POLITICO AL TRAMONTO
Il capitalismo contemporaneo, ad esempio, vede nel Politico un mero fatto amministrativo dell’esistente, che può tutt’al più definire la cornice normativa all’interno della quale inscrivere le relazioni sociali. La mediazione tra interessi, campo in cui i partiti socialdemocratici sono stati capaci di tutelare i diritti del lavoro vivo, è intesa come estensione progressiva della logica mercantile a tutti gli ambiti della vita sociale. Argomenti già ampiamente affrontati nel saggio Postdemocrazia e Il potere dei giganti (entrambi pubblicati da Laterza), ma che vengono in questo caso sacrificati sull’altare di un irrealistico «realismo politico». Non ci sono neoliberismi del primo, del secondo o del terzo tipo, ma sono varianti di un unico modello generale di società. Il «socialdemocratico assertivo» di Crouch è, in questo contesto, una figura fantasmatica, un timido desiderio di poter imbrigliare gli «spiriti animali del capitalismo», una fuga da un principio di realtà in base al quale è urgente pensare un solido «che fare».
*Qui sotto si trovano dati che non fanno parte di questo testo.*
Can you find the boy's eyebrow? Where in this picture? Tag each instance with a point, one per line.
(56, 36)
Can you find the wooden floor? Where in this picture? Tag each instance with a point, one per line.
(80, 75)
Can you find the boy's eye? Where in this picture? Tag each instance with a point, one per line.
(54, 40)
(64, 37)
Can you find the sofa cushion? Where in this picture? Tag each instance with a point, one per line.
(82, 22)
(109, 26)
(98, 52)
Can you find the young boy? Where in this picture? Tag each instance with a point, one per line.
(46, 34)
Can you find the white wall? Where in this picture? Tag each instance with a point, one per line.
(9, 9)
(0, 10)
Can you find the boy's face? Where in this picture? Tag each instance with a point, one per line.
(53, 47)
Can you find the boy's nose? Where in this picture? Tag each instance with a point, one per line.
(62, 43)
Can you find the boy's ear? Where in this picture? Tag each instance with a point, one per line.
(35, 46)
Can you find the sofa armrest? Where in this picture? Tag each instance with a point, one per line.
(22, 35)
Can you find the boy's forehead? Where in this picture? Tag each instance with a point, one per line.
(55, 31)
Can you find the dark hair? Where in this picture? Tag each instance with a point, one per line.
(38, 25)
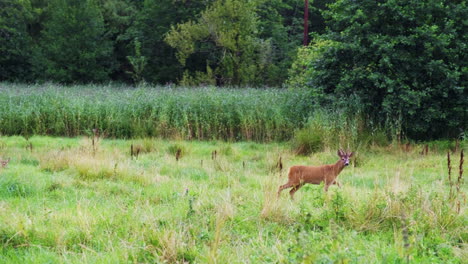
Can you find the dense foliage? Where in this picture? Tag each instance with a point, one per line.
(400, 63)
(203, 113)
(71, 41)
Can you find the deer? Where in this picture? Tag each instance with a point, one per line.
(4, 163)
(300, 175)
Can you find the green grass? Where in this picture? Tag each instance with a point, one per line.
(65, 203)
(125, 112)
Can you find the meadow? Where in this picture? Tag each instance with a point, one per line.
(87, 200)
(168, 112)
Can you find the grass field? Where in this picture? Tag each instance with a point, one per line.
(203, 113)
(67, 201)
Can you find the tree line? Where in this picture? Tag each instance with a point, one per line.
(399, 64)
(223, 42)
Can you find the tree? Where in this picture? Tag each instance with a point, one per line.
(15, 42)
(402, 63)
(227, 32)
(150, 27)
(74, 45)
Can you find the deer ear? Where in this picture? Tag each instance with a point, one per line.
(340, 152)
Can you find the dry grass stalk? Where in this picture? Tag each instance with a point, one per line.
(460, 172)
(449, 167)
(178, 154)
(4, 163)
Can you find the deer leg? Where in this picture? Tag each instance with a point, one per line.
(282, 187)
(294, 190)
(337, 183)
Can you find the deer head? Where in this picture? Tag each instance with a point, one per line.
(345, 156)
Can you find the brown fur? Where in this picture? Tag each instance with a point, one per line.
(300, 175)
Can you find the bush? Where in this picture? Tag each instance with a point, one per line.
(399, 62)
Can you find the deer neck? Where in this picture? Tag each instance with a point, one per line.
(338, 167)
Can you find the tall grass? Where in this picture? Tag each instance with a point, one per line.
(122, 112)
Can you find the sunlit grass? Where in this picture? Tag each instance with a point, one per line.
(66, 201)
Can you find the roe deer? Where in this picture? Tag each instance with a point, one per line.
(300, 175)
(4, 163)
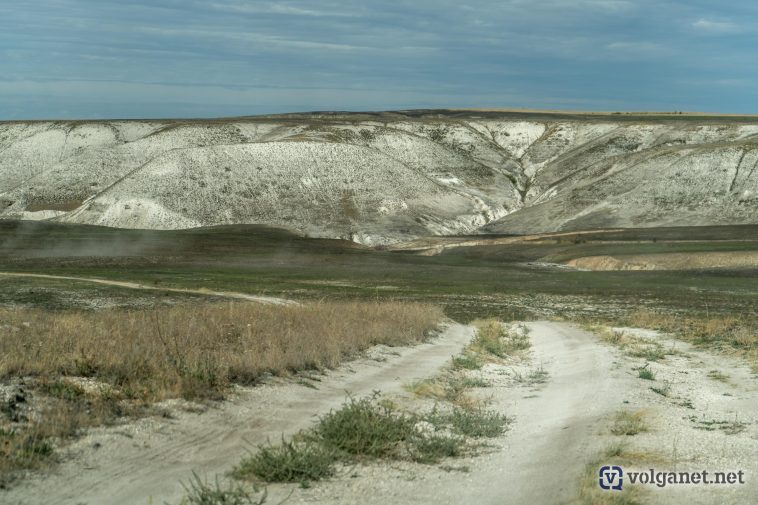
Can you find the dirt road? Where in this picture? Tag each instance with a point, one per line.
(133, 285)
(561, 422)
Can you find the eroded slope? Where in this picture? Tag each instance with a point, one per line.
(385, 178)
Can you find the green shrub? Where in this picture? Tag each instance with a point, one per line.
(363, 427)
(289, 462)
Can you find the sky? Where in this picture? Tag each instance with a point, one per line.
(85, 59)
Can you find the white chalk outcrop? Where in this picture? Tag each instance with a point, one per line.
(381, 180)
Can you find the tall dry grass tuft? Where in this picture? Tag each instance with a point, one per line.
(197, 350)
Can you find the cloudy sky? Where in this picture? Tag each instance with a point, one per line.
(188, 58)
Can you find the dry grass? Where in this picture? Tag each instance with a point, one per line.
(728, 333)
(492, 338)
(628, 423)
(196, 351)
(136, 357)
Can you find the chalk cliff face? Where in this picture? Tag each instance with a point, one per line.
(384, 178)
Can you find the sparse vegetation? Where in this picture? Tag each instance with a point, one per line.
(664, 390)
(718, 376)
(468, 360)
(493, 338)
(474, 423)
(646, 373)
(134, 358)
(628, 423)
(201, 492)
(296, 461)
(196, 351)
(736, 333)
(363, 428)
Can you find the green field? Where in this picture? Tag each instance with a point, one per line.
(509, 281)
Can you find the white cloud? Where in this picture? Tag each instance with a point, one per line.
(717, 27)
(638, 48)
Un’operazione difficile da compiere in una fase che può essere rappresentata come un’attraversata del deserto al termine della quale non c’è nessuna nota terra promessa. Di noto c’è, infatti, solo la realtà che si vuol cambiare, ma non quella che si desidera costruire, visto che il lungo secolo novecentesco ha visto deflagrare i tentativi di società alternative a quelle del capitale. È facile quindi la tentazione di affidare le proprie sorti a qualche apprendista stregone. Che può anche chiamarsi «socialdemocratico assertivo» e ha il volto giovanile di tanti esponenti del centrosinistra continentale, animati però da una triste passione civile, bravi solo a lanciare strali contro un destino cinico e baro.